Sistema financeiro

BCE fecha 2022 com pior resultado em 15 anos e não haverá dividendos para o Banco de Portugal

BCE teve de consumir parte da provisão para não reportar prejuízos em 2022, mas deverá mergulhar neles no médio prazo. Este é o resultado mais baixo em 15 anos

Christine Lagarde, Presidente do Banco Central Europeu

Já se sabia que os resultados do Banco Central Europeu (BCE) iam piorar devido à subida dos juros que se começou a experienciar no ano passado, e tal concretizou-se com a apresentação de perdas na sua atividade operacional. Porém, a autoridade monetária consumiu parte do dinheiro que tinha colocado de lado para situações deste tipo e, assim, conseguiu sair de prejuízos e apresentar um resultado líquido nulo. Porém, nos próximos anos, as perdas deverão mesmo ser uma realidade.

O resultado zero compara com os 192 milhões de euros que foram alcançados pelo BCE em 2021, depois de ter atingido o pico com os 2,4 mil milhões de euros em 2019. Desde 2007 que não havia um resultado tão magro como aquele que a entidade sediada em Frankfurt divulgou esta quinta-feira, 23 de fevereiro.

Com estes números, a decisão da autoridade presidida por Christine Lagarde foi não distribuir dividendos pelos “acionistas”, que são os bancos centrais do euro. Algo que não acontecia desde 2004.

O que justifica estes resultados

Esta descida dos resultados do banco central contrasta com os melhores lucros (muitos recorde) que o sector da banca comercial está a apresentar, que aproveitam a subida de juros ditada pelo BCE para alargar as suas margens.

Uma das partes relevantes com peso neste magro resultado do BCE está relacionada com o sistema de transferências em tempo real europeu, o TARGET2, em que os custos do BCE perante os bancos centrais nacionais dispararam em 2022 – a taxa a que são calculados disparou.

Houve igualmente uma muito maior amortização (reconhecimento total da perda de valor) de carteiras de ativos próprios e em dólares americanos, tendo em conta a subida significativa das taxas a eles associadas (as chamadas yields).

Com base nestes contributos, os resultados operacionais da instituição bancária foram negativos. Mas o BCE tem uma provisão para riscos gerais, que vai “enchendo” ou “esvaziando” consoante a avaliação de riscos que faz. Foi o que aconteceu.

“Na sequência da revisão anual, o Conselho do BCE decidiu libertar 1,6 mil milhões de euros da provisão para riscos financeiros para compensar as perdas incorridas em 2022, após o qual os resultados financeiros do BCE passam a zero”, indica o relatório divulgado.

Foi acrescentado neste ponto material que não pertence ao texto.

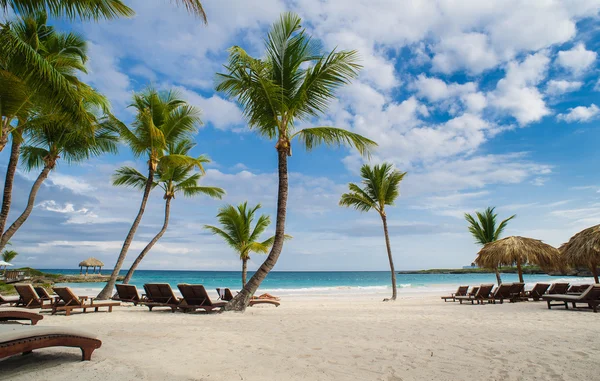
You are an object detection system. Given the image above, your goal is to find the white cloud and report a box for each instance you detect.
[432,32,498,74]
[488,52,551,125]
[557,104,600,123]
[545,80,583,96]
[46,173,94,194]
[556,43,597,74]
[175,87,244,130]
[413,75,477,102]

A provisão passou a ter 6,6 mil milhões de euros.

Em 2022, o BCE continuou a ver crescer o seu balanço, ainda que de forma mais moderada, agora em 2,8%, atingindo os 689,9 mil milhões de euros, tendo em conta a sua participação nas compras de ativos nos programas que pretendiam ajudar a economia (e que deverão entrar numa fase de abrandamento e retração).

Prejuízos vão continuar

Dentro do BCE há uma desvalorização deste período de perdas que se irá seguir, já que o seu mandato é assegurar a estabilidade de preços (2% no médio prazo), e não obter lucros – de qualquer forma, a verdade é que, não reportando lucros, não seguem dividendos para os bancos centrais nacionais e isso pode ter impacto nos dividendos que estes entreguem aos Estados.

Em 2021, por conta do ano anterior e tendo em conta a reduzida participação de capital face a bancos centrais de países como a Alemanha ou França, o Banco de Portugal recebeu cerca de 9 milhões de euros.

No curto e médio prazo, a entidade sediada em Frankfurt deverá continuar a apresentar prejuízos, mas não há um prazo certo dado pelo BCE – médio prazo é um horizonte temporal que a autoridade refere para não se comprometer perante os investidores (o Parlamento Europeu este ano pediu um esclarecimento mais concreto sobre este prazo, essencial para o cumprimento do mandato do BCE).

É expectável que a inversão da política monetária do BCE (bem como de bancos centrais internacionais) tivesse esta influência nos resultados. Como forma de combate à inflação generalizada e galopante, os bancos centrais subiram a taxa de juro e isso contrasta com o período em que o BCE comprou a baixos custos dívida pública recorde, que inchou o balanço - e agora assim está, ainda, apesar do novo enquadramento.

Os bancos centrais da zona euro deverão começar a apresentar as contas de 2022 a partir da próxima semana.